洲崎神社は当初、元弁天社と称し、厳島神社の御分霊祭神・市杵島比売命を斎祀する。生類憐れみの令で有名な江戸幕府五代将軍・徳川綱吉の生母・桂昌院が守り神としていた元弁天社を、1700年(元禄13年)に江戸城中の紅葉山から遷したことが起源である。海岸から離れた小島に祀られたために「浮弁天」と呼ばれた。
当時の洲崎は海辺の景勝地で、釣りや潮干狩り、船遊びなどで賑わった。歌川広重の浮世絵・深川洲崎十万坪では、一面葦が生い茂る湿原が描かれている。明治時代に入り、神仏分離に際して洲崎神社と改称した。
近代以降は塩浜、枝川、豊洲と埋め立てが進み、海岸線は先になった。
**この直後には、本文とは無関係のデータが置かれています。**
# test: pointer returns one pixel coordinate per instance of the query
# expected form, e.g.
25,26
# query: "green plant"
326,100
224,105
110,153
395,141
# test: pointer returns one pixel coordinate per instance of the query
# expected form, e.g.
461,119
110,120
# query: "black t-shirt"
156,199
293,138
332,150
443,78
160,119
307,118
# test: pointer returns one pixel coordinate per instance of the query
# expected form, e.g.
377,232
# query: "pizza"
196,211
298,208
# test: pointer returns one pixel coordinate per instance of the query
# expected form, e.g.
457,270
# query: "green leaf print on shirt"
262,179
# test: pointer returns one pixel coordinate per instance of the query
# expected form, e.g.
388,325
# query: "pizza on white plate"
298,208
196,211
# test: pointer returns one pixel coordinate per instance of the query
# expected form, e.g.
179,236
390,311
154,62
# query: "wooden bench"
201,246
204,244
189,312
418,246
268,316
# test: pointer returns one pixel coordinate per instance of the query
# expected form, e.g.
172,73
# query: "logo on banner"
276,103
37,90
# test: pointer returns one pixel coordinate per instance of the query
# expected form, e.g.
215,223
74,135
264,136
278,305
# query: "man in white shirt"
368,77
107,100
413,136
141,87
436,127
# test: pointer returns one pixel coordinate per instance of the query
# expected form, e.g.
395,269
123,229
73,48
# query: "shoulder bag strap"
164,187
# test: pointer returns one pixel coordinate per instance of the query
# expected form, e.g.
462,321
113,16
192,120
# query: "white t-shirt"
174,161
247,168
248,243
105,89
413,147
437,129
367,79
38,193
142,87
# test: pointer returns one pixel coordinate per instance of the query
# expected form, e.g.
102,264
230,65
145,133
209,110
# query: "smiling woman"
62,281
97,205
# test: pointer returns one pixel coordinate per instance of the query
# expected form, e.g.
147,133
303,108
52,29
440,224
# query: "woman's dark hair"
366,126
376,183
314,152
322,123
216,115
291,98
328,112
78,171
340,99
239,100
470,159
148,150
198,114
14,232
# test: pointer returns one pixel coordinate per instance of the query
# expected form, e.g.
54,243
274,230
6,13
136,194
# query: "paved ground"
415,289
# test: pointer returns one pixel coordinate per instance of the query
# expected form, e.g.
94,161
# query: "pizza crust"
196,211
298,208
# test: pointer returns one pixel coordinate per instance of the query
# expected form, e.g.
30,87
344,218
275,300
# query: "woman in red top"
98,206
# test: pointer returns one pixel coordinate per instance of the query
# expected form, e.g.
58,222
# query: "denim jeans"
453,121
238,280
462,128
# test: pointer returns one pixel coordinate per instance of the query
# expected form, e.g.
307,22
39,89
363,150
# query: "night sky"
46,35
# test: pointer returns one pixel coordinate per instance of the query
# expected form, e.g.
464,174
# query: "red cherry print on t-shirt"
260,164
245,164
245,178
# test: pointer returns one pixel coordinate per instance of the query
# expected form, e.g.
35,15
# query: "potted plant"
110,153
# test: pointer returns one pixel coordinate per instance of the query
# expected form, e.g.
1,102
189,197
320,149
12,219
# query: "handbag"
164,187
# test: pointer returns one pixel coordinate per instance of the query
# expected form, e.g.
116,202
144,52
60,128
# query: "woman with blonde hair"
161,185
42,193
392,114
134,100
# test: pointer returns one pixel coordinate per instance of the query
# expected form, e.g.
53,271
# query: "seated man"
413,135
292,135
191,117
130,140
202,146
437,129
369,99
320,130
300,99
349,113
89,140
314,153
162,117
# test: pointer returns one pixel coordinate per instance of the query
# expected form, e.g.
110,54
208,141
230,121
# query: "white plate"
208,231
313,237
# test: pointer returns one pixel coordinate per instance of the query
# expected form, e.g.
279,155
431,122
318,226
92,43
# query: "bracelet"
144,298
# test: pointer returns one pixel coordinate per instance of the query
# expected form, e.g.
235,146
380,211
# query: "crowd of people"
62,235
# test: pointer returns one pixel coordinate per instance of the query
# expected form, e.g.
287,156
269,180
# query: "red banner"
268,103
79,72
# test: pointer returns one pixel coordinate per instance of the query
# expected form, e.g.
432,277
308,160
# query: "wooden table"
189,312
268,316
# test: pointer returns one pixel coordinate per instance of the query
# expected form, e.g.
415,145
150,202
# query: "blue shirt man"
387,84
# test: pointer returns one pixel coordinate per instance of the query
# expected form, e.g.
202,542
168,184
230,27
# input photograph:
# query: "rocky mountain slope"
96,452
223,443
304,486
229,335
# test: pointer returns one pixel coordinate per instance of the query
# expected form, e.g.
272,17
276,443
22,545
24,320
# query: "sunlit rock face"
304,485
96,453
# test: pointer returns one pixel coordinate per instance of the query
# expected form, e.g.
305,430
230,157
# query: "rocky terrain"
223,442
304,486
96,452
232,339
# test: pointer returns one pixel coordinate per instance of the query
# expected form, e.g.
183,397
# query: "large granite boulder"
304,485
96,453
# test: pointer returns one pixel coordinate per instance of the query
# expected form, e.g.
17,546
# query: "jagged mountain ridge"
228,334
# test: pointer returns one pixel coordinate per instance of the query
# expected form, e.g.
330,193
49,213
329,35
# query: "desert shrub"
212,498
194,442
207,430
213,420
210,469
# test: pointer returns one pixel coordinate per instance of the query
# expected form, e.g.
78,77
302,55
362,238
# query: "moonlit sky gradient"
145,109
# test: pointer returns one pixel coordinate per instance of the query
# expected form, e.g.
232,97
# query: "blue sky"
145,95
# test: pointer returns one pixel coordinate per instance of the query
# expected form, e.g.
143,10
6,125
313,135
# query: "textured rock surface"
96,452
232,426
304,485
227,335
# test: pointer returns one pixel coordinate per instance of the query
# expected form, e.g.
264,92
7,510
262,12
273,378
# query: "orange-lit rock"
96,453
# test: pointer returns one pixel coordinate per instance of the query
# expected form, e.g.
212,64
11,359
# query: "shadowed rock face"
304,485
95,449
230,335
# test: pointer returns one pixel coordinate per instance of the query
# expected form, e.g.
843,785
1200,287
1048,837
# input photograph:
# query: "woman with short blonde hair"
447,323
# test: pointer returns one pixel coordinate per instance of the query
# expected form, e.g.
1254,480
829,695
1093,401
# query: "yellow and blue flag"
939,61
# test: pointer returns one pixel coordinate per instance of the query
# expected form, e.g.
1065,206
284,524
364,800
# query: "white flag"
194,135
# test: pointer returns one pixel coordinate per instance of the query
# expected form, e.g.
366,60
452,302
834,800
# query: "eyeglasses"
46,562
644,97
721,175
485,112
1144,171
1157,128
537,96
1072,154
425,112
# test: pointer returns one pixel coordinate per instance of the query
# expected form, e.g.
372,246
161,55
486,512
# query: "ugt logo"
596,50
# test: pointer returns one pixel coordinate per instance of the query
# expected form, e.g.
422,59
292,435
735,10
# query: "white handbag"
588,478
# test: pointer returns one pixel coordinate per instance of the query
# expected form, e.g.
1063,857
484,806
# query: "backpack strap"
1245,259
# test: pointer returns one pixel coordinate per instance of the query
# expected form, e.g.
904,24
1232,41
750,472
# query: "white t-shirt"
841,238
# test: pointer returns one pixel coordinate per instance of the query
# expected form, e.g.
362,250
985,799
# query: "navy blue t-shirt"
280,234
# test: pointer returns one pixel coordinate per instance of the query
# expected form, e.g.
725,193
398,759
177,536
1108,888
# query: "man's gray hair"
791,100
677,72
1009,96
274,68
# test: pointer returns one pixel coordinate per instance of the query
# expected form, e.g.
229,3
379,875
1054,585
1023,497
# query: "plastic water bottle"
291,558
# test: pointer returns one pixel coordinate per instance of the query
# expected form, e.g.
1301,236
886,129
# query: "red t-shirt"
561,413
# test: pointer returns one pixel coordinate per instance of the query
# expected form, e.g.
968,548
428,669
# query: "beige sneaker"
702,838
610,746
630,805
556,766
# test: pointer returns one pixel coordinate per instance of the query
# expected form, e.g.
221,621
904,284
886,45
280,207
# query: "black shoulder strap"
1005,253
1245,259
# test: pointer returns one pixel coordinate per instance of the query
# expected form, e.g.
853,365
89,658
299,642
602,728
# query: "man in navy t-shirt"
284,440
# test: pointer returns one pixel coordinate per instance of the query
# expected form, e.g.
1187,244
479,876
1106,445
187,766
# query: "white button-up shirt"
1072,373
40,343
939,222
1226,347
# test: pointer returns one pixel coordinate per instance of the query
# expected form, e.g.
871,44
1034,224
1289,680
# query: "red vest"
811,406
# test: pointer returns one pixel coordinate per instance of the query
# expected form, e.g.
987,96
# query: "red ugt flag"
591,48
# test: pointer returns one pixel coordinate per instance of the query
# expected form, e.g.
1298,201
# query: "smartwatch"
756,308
現在の洲崎神社は、住宅街の中に鎮座しており、浮弁天の面影はない。それでも境内から社殿を見ると、街中の浮島のような感覚にある。数ブロック先には交通量の激しい永代通りがあることが嘘のようである。
鳥居をくぐった左脇には「波除碑」と「津波警告の碑」がある。洲崎周辺は1791年(寛政3年)の台風による高潮で多くの死傷者を出し、洲崎弁天も大破した。このため、幕府は一帯の土地を買い上げて空き地とした。当時は松平定信による寛政の改革が行われていた。
波除碑は3年後の1794年(寛政6年)に建てられた。この年は謎の浮世絵師・東洲斎写楽が活動した年であった。波除碑は江東区牡丹の平久橋にも建てられ、二基とも1976年6月4日に東京都指定有形文化財(歴史資料)に指定された。
境内には江戸和竿の名人・竿忠の碑もあり、依然として海に縁がある。海と離れた神社で海難除けの御利益を求めることも面白い。